Entretien avec Michel Maffesoli « Je m’attache à montrer que l’époque moderne est achevée »
Le sociologue et professeur émérite à la Sorbonne vient de publier deux ouvrages aux éditions du Cerf, Le temps des peurs (2023) et Logique de l’assentiment (2023) dans lesquels il propose une réflexion profonde sur l’époque d’instabilité grandissante que nous vivons à l’heure actuelle, démontrant que l’élite, qui pressent sa fin, agite les peurs d’un État-Léviathan, tandis que coincée dans la modernité qui s’achève, elle se crispe sur ses valeurs mourantes, accusant le peuple qui ne se reconnait plus dans celles-ci, de mal-penser. Wokisme, complotisme, hygénisation de la société, théâtocratie, société liquide sont les outils de l’instrumentalisation des peurs organisée par les élites, tandis que le peuple recherche l’enracinement, en préférant la tradition, le sacré, le local, etc. Ce grand entretien est paru dans le site du mensuel Entreprendre, dans le n°30 de Question de Philo de juin 2023, et dans le n°42 de Livr'arbitres. Il figure désormais au sommaire de mon livre Galaxie Houellebecq (et autres étoiles) paru aux éditions Ovadia (2024).

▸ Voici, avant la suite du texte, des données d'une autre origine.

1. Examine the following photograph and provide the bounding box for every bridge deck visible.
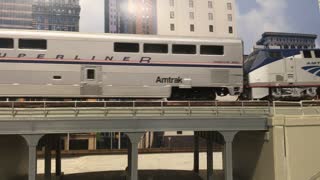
[0,100,318,134]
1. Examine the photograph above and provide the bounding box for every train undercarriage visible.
[241,87,320,101]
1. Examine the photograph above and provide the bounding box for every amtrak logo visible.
[302,66,320,77]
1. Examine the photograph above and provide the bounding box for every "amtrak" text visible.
[156,76,183,84]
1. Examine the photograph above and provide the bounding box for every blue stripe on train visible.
[0,59,243,69]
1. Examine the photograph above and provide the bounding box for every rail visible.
[0,100,319,118]
[0,101,271,118]
[273,100,320,115]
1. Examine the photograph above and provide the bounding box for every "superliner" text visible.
[0,53,152,63]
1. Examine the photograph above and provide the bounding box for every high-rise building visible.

Marc Alpozzo : Vous faites paraître deux livres aux éditions du Cerf, Le temps des peurs (2023) et Logique de l’assentiment (2023) qui se complètent, le premier étant plutôt un pamphlet et le second un essai de systématisation de votre pensée, dans lequel vous racontez notre époque : guerre aux frontières, crise climatique, pandémie, inflation, etc. Vous montrez dans vos livres que nous vivons une décrépitude moderne que l’élite ne veut pas voir, ce qui conduit à des injonctions sociales qui seraient presque « totalitaires », comme le wokisme ou même les accusations répétées de complotismes à l’endroit de ceux qui se questionnaient tout simplement. Qu’est-ce nous dit de cette époque, cette nouvelle forme de chienlit, ajoutée à la « dictature sanitaire » que nous avons connue entre 2020 et 2021 : le confinement, le masque, les gestes barrières, etc. ?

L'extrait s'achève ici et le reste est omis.